En la sinopsis de mi vida, los héroes y villanos se desdibujan con demasiada asiduidad. Durante los últimos catorce años, he trabajado como coordinador del Programa de Asistencia a Marineros para el Este de África, una organización dedicada, entre otras cuestiones, a combatir la piratería somalí, que llevará al cine el actor Samuel L. Jackson.
Mi biografía siempre ha estado plagada de claroscuros. En 2008, fui encarcelado por denunciar el tráfico de armas que impera en aguas del Índico. En la sentencia, el Gobierno de Kenia me acusó de emitir «informaciones alarmantes», tras haber asegurado que el destino del «Faina», un carguero ucraniano secuestrado durante cinco meses por piratas somalíes, era militarizar Sudán del Sur, una región sobre la que pesa un embargo de Naciones Unidas desde hace años.
Durante meses, tanto el Gobierno de Nairobi como el de Estados Unidos se embarcaron en una campaña propagandística para demostrar que el cargamento del buque, 32 tanques soviéticos, 150 lanzagranadas y 6 cañones antiaéreos, iba destinado a incrementar el arsenal del Ejército keniano.
Pese a ello, más de dos años después, los documentos publicados por WikiLeaks me devolvieron el honor. Según un cable fechado en noviembre de 2009, la Administración estadounidense tenía total conocimiento de esta transacción e, incluso, un oficial del Departamento de Estado, Vann H. Van Diepen, denunció a diplomáticos ucranianos un contrato de venta que mostraba a Sudán del Sur como el destinatario.

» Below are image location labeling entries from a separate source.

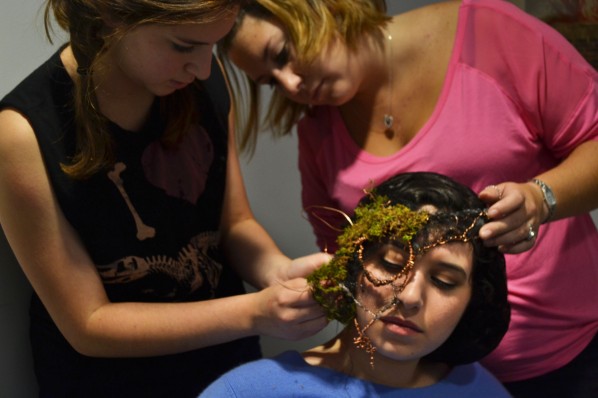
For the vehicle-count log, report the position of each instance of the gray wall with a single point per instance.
(271, 177)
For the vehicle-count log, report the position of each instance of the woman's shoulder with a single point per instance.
(475, 379)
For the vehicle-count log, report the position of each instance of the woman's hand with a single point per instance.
(516, 211)
(288, 311)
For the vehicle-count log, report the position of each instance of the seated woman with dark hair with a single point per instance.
(422, 297)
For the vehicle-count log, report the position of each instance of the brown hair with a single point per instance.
(84, 20)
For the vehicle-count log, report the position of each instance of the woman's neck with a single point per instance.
(342, 355)
(120, 100)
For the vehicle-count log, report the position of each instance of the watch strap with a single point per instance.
(548, 196)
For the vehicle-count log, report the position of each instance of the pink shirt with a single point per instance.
(516, 101)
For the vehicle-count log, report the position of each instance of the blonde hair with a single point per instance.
(310, 26)
(84, 20)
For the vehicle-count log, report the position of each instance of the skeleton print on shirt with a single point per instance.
(181, 172)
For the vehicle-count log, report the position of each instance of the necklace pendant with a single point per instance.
(388, 120)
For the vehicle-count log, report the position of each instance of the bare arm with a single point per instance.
(575, 185)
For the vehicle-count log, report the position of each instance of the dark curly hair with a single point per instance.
(487, 315)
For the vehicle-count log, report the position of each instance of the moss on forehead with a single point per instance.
(373, 221)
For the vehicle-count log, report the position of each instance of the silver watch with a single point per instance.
(549, 197)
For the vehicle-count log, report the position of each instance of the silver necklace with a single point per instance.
(388, 118)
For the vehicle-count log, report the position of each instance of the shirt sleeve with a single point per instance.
(553, 86)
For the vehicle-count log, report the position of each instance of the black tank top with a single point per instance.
(151, 225)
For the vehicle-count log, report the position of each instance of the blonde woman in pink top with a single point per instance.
(477, 90)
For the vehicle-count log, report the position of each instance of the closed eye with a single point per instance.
(182, 49)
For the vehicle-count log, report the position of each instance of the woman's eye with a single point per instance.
(443, 284)
(181, 48)
(282, 58)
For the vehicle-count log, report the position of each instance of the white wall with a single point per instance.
(271, 177)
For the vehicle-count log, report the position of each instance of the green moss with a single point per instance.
(373, 222)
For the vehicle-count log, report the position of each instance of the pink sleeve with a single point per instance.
(541, 71)
(315, 188)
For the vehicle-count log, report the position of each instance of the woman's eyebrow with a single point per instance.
(452, 268)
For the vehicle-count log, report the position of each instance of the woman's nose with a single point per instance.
(412, 294)
(289, 81)
(201, 64)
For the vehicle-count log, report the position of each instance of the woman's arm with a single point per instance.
(65, 278)
(516, 206)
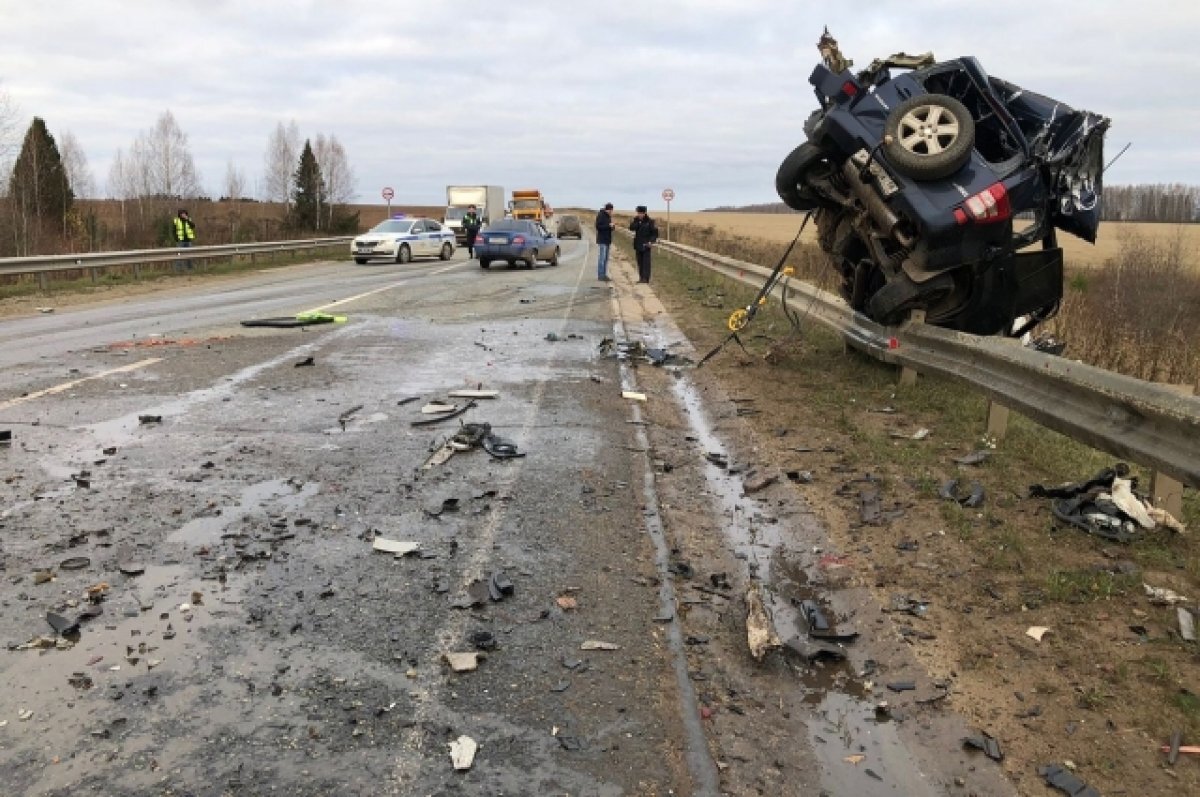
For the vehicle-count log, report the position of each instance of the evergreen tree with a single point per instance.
(307, 190)
(40, 186)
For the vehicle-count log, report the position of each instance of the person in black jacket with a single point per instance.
(646, 234)
(604, 240)
(471, 225)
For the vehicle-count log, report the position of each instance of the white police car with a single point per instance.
(401, 239)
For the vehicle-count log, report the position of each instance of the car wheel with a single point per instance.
(931, 135)
(790, 183)
(893, 303)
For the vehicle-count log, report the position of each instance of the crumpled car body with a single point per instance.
(943, 189)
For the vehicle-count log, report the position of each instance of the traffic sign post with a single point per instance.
(667, 196)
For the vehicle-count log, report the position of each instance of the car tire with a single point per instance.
(931, 137)
(892, 304)
(790, 177)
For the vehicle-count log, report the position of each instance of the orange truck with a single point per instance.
(528, 203)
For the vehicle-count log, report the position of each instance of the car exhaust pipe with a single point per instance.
(874, 203)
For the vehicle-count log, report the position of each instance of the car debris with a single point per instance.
(399, 547)
(1163, 597)
(949, 491)
(1187, 624)
(1059, 777)
(916, 192)
(761, 634)
(599, 645)
(462, 753)
(987, 743)
(463, 661)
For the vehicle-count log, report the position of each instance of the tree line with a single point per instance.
(49, 202)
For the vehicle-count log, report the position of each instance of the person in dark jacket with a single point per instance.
(604, 240)
(646, 234)
(471, 225)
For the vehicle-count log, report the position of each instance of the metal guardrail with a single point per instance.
(1145, 423)
(51, 263)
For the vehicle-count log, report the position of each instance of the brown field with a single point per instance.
(781, 228)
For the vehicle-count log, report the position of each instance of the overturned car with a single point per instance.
(940, 187)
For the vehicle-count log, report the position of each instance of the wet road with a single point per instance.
(239, 634)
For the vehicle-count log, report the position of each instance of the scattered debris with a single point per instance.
(949, 491)
(462, 753)
(985, 742)
(1187, 624)
(761, 633)
(756, 484)
(463, 661)
(1163, 597)
(1059, 777)
(975, 457)
(400, 547)
(597, 645)
(1037, 631)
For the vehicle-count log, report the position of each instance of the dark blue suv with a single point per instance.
(941, 189)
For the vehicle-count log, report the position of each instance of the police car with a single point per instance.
(403, 238)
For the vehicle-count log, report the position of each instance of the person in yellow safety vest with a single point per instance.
(185, 233)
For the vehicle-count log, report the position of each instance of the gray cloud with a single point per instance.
(588, 101)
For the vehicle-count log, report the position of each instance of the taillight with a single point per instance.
(988, 207)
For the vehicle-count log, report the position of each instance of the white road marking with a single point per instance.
(67, 385)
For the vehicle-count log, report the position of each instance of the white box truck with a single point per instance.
(489, 201)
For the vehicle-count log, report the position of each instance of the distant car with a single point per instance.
(570, 227)
(402, 239)
(516, 239)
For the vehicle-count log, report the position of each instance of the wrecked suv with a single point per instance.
(942, 189)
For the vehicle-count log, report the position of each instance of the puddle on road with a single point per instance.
(844, 721)
(277, 492)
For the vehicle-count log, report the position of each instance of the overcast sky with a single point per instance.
(589, 101)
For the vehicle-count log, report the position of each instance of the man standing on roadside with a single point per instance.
(646, 234)
(471, 225)
(185, 233)
(604, 240)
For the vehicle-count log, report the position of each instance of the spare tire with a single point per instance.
(931, 135)
(790, 178)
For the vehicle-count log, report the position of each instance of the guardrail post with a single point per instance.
(909, 375)
(997, 413)
(1165, 491)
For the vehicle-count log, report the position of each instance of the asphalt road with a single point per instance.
(239, 634)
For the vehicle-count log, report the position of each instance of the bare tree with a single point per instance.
(336, 172)
(280, 162)
(171, 168)
(75, 161)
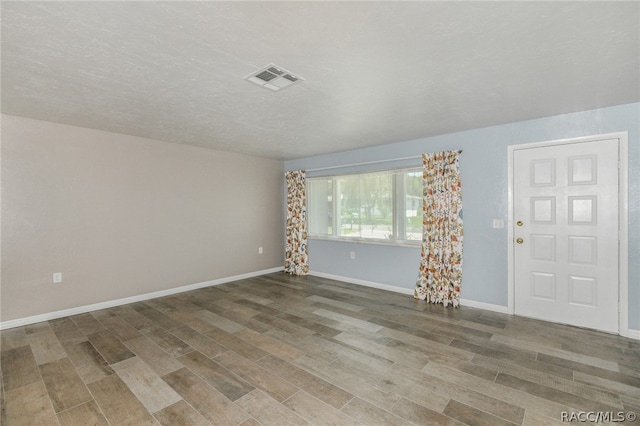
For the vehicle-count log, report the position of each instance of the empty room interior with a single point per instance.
(345, 213)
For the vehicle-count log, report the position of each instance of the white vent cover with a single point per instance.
(273, 77)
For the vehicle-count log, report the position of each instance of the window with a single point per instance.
(379, 206)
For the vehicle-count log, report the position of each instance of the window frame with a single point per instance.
(399, 204)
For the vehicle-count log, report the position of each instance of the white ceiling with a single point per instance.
(374, 72)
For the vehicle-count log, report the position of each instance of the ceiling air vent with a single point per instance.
(273, 77)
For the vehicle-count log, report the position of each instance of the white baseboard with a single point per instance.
(141, 297)
(631, 334)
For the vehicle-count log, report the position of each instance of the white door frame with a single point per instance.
(623, 231)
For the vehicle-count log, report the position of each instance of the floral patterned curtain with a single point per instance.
(296, 258)
(441, 259)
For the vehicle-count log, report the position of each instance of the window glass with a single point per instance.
(382, 206)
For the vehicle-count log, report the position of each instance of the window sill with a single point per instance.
(373, 241)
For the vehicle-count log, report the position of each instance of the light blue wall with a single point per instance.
(483, 167)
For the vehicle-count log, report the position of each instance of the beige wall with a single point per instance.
(121, 216)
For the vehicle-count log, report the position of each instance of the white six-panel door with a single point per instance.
(565, 229)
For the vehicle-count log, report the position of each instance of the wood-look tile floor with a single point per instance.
(279, 350)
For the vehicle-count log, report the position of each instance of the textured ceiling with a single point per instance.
(374, 72)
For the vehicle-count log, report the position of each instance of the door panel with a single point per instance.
(566, 233)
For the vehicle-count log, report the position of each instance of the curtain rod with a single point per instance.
(367, 162)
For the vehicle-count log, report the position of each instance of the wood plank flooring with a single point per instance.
(281, 350)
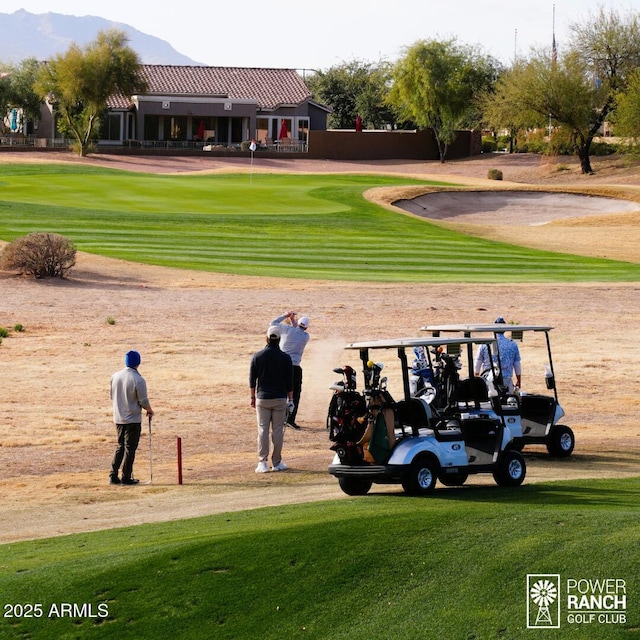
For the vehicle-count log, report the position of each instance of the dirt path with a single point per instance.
(196, 333)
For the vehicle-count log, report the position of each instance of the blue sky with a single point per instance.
(288, 34)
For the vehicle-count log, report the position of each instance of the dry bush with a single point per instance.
(40, 255)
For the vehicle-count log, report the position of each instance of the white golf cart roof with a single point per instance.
(483, 328)
(417, 342)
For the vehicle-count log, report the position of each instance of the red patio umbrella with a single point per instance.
(283, 130)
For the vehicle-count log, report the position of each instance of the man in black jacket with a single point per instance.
(271, 385)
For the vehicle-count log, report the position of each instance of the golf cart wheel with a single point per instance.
(511, 470)
(355, 486)
(561, 441)
(421, 479)
(453, 479)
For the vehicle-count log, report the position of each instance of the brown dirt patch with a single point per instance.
(196, 333)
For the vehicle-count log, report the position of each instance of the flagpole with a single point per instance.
(252, 147)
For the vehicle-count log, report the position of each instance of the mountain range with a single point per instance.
(41, 36)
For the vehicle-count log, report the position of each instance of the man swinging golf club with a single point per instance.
(128, 392)
(294, 340)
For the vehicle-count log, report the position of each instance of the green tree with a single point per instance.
(351, 89)
(435, 85)
(498, 111)
(578, 92)
(80, 81)
(17, 88)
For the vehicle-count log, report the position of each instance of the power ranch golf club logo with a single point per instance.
(552, 601)
(543, 601)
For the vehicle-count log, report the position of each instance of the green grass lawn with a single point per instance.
(453, 565)
(305, 226)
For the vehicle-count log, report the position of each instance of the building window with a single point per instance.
(111, 127)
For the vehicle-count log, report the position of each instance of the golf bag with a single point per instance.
(346, 418)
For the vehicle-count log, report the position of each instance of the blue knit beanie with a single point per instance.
(132, 359)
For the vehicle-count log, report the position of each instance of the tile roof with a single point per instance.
(270, 88)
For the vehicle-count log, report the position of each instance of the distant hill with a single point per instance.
(41, 36)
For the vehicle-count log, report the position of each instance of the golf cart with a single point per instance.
(539, 412)
(460, 427)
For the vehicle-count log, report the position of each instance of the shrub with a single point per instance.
(488, 144)
(40, 255)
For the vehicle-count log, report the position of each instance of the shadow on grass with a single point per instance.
(614, 493)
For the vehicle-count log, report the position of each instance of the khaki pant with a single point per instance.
(270, 413)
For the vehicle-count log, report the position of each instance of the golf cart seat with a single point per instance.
(415, 413)
(471, 392)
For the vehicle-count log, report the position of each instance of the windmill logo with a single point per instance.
(543, 601)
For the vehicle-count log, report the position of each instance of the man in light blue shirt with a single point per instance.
(509, 359)
(293, 341)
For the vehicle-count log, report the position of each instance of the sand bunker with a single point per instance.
(528, 208)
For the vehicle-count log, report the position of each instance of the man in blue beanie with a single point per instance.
(128, 392)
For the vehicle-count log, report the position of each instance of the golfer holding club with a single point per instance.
(128, 392)
(294, 340)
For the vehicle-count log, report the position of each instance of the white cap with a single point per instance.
(274, 331)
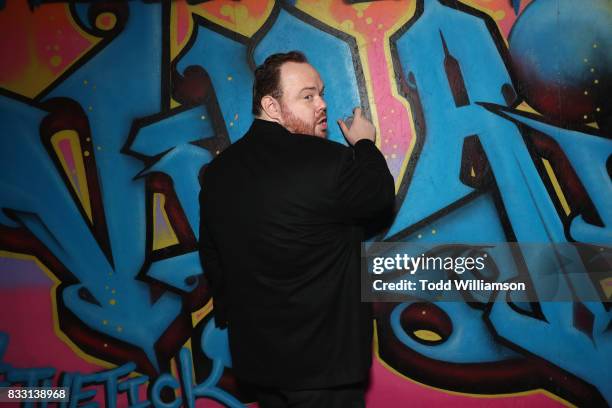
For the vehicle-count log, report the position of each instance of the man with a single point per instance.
(282, 211)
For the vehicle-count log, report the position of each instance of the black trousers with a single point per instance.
(349, 396)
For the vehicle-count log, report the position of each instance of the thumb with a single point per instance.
(343, 127)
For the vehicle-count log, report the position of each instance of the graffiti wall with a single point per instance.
(493, 118)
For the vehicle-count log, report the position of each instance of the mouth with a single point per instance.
(322, 123)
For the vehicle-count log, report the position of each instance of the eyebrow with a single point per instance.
(312, 88)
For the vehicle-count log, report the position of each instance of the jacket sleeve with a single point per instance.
(364, 186)
(211, 264)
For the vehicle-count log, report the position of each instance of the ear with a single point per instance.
(271, 107)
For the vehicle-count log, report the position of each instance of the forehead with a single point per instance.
(294, 76)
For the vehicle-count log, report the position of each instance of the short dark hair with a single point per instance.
(267, 77)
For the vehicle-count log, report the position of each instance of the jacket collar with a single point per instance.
(266, 128)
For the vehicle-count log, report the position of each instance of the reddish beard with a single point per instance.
(296, 125)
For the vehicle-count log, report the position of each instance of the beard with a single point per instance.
(296, 125)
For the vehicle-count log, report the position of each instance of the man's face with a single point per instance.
(303, 109)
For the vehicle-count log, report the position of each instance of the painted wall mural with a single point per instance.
(493, 115)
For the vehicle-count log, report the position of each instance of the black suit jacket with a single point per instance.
(280, 233)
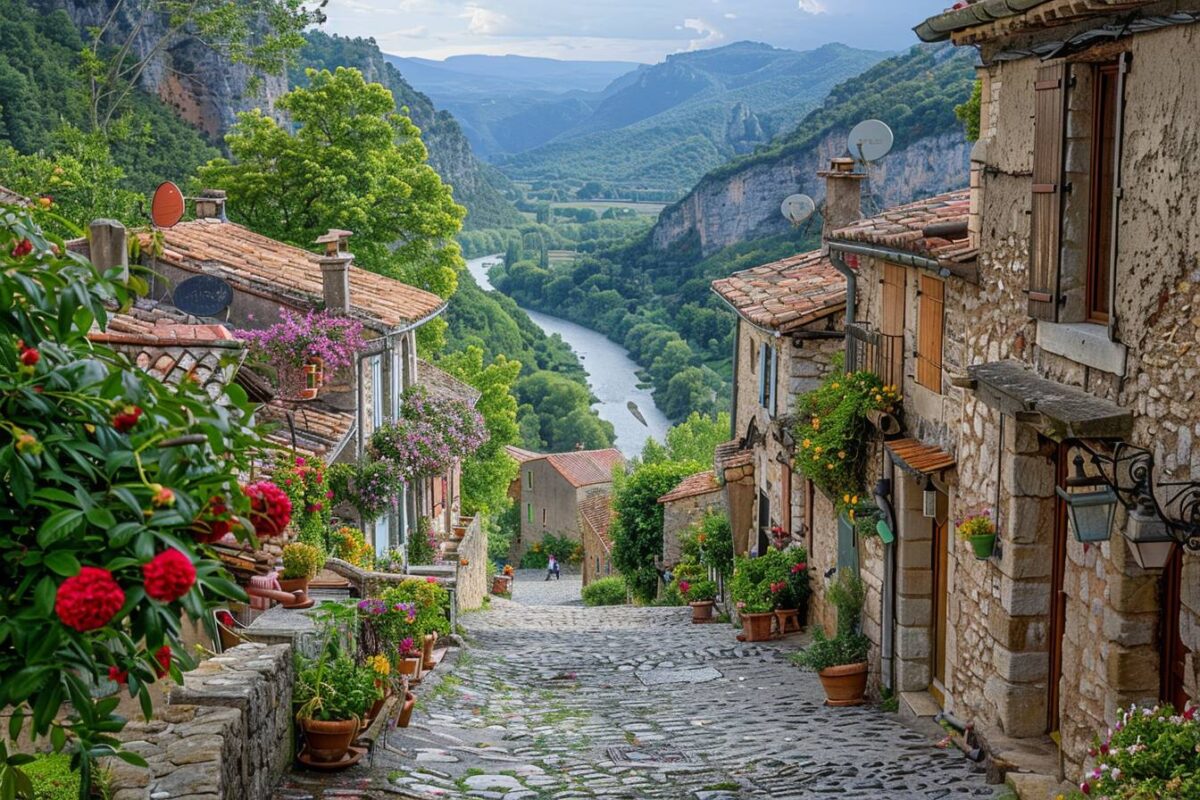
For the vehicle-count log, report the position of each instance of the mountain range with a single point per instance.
(653, 130)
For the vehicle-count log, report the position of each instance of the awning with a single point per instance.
(918, 457)
(1056, 410)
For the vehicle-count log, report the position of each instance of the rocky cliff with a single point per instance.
(915, 94)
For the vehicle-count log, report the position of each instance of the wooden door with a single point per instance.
(1057, 595)
(941, 597)
(1171, 643)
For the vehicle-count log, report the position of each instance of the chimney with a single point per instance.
(335, 270)
(108, 246)
(210, 205)
(844, 196)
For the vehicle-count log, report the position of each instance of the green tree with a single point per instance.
(637, 525)
(487, 473)
(353, 162)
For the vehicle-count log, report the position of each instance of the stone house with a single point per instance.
(684, 506)
(595, 519)
(255, 277)
(551, 488)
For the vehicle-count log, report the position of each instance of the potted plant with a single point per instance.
(841, 661)
(301, 563)
(701, 595)
(979, 530)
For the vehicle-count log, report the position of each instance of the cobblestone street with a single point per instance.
(570, 702)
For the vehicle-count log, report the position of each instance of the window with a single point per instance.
(1105, 104)
(930, 317)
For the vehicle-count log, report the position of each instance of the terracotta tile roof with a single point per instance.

Aunque poco importa ya el daño infringido contra mi persona. Alejado de los focos, y desde mi pequeña oficina de la localidad keniana de Mombasa, prosigo en mi tarea cotidiana de combatir la piratería somalí, un devenir diario que representa la parte menos glamurosa de las clásicas películas de corsarios en eterna búsqueda de tesoros.
Hoy quizá toque la negociación de un secuestro y, mañana, la visita a la cárcel de Shimo La Tewa, la misma en la que permanecí encerrado junto a mis antagonistas, por denunciar una verdad que nadie pretende escuchar.
Porque ante el apoyo limitado de las organizaciones internacionales, y con los Gobiernos enfrascados cada día en mayor medida en el pago de los rescates, para vislumbrar un final feliz en esta historia de bucaneros postmodernos quizá debamos esperar a una segunda parte.